The Securities and Exchange Commission on Tuesday announced that Paris-based pharmaceutical company Sanofi has agreed to pay more than $25 million to resolve charges that its Kazakhstan and Middle East subsidiaries made corrupt payments to win business.
“Bribery in connection with pharmaceutical sales remains as a significant problem despite numerous prior enforcement actions involving the industry and life sciences more generally,” said Charles Cain, FCPA Unit Chief, SEC Enforcement Division. “While bribery risk can impact any industry, this matter illustrates that more work needs to be done to address the particular risks posed in the pharmaceutical industry.”
According to the SEC order, the schemes spanned multiple countries and involved bribe payments to government procurement officials and healthcare providers in order to be awarded tenders and to increase prescriptions of its products. In Kazakhstan, distributors were used as part of a kickback scheme to generate funds from which bribes were paid to officials to ensure that Sanofi was awarded tenders at public institutions. The kickbacks were tracked in internal spreadsheets, where they were coded as “marzipans.” In the Middle East, various pay-to-prescribe schemes were used to induce healthcare providers to increase their prescriptions of Sanofi products.
The SEC’s order finds that Sanofi violated the books and records and internal accounting controls provisions of the federal securities laws. Without admitting or denying the findings, Sanofi agreed to a cease-and-desist order and to pay $17.5 million in disgorgement, $2.7 million in prejudgment interest, and a civil penalty of $5 million.
In determining to accept the offer, the Commission said it considered remedial acts promptly undertaken by Sanofi. During the investigation, for example, Sanofi provided regular briefings regarding the facts developed in its internal investigation in Kazakhstan, Levant, and the Gulf, and with respect to other countries. Additionally, Sanofi “timely conveyed the facts it learned in the course of its investigation, including facts that the Commission would not have been able to readily and independently discover, produced and highlighted particularly relevant documents, promptly responded to additional requests by the Commission staff, and provided translations of documents as needed,” the SEC stated.
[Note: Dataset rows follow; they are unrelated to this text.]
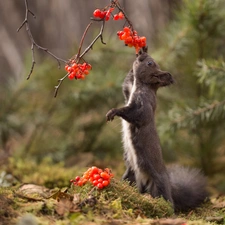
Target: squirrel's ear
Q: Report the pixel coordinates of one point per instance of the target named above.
(142, 50)
(145, 49)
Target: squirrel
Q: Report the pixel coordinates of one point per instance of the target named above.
(184, 187)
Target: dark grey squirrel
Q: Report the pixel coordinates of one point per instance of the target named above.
(184, 187)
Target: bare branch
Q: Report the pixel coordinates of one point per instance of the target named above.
(33, 43)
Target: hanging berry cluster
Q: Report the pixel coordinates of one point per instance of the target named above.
(128, 35)
(131, 38)
(77, 70)
(97, 177)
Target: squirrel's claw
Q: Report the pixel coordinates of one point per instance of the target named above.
(110, 115)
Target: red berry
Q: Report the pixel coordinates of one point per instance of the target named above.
(100, 180)
(96, 176)
(116, 17)
(121, 16)
(105, 175)
(97, 13)
(95, 182)
(105, 183)
(77, 178)
(70, 76)
(100, 186)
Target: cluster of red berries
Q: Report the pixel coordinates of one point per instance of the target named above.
(106, 14)
(77, 70)
(98, 177)
(131, 38)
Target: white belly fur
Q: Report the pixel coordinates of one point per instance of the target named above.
(127, 143)
(130, 152)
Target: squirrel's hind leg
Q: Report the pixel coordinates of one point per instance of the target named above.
(129, 175)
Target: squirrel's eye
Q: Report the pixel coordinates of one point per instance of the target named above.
(150, 63)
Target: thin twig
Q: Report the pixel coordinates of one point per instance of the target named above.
(82, 39)
(80, 56)
(33, 43)
(59, 84)
(100, 35)
(116, 3)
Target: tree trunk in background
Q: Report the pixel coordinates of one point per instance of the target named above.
(60, 24)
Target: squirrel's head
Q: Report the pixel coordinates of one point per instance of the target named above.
(147, 71)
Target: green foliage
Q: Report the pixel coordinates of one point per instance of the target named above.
(190, 113)
(74, 122)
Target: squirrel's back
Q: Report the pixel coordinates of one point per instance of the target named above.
(188, 187)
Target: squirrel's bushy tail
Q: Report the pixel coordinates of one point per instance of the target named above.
(188, 187)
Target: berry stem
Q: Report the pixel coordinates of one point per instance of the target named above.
(82, 41)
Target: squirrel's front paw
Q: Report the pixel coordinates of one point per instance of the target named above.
(111, 114)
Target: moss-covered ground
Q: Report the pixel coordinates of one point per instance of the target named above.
(50, 199)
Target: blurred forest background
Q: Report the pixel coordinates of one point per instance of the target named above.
(186, 38)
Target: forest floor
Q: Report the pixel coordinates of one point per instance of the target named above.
(48, 200)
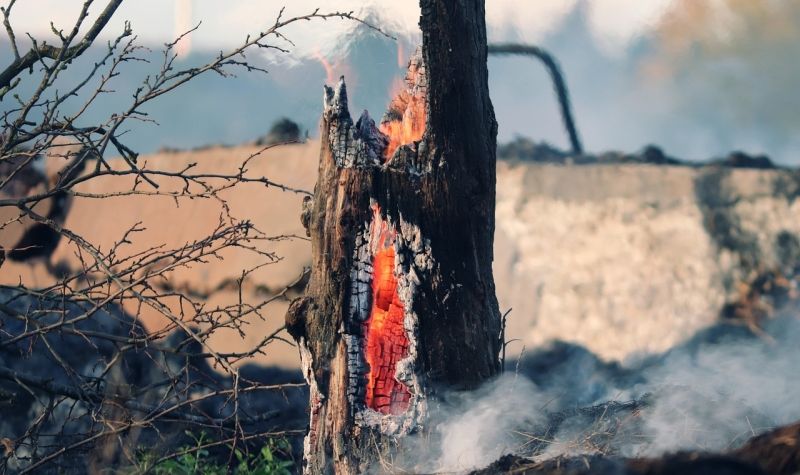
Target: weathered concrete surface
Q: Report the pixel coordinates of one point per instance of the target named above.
(625, 259)
(622, 259)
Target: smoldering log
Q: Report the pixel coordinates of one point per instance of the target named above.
(401, 302)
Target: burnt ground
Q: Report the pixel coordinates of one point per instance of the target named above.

Sanofi also provided information regarding its remedial efforts, enhancements to its compliance program, and implementation of initiatives. Prior to the Commission’s investigation, Sanofi had begun independently enhancing its compliance program by, among other things, developing a centralized compliance program, revamping its internal controls and procedures over healthcare professionals (HCP) expenditures, increasing the number of its compliance officers globally, enhancing the operation of local compliance committees, and placing compliance personnel in high-risk local markets.
Additionally, it enhanced its policies governing interactions with HCPs and government officials, gifts, travel, meetings, congresses, contributions, and investigator sponsored trials (ISTs); anti-corruption training, audits, and due diligence procedures for third-party agents; and monitoring for certain Sanofi-sponsored events for HCPs. Sanofi also said it has terminated 121 employees, including senior local business managers, accepted resignations from another 14 employees, and disciplined 49 employees.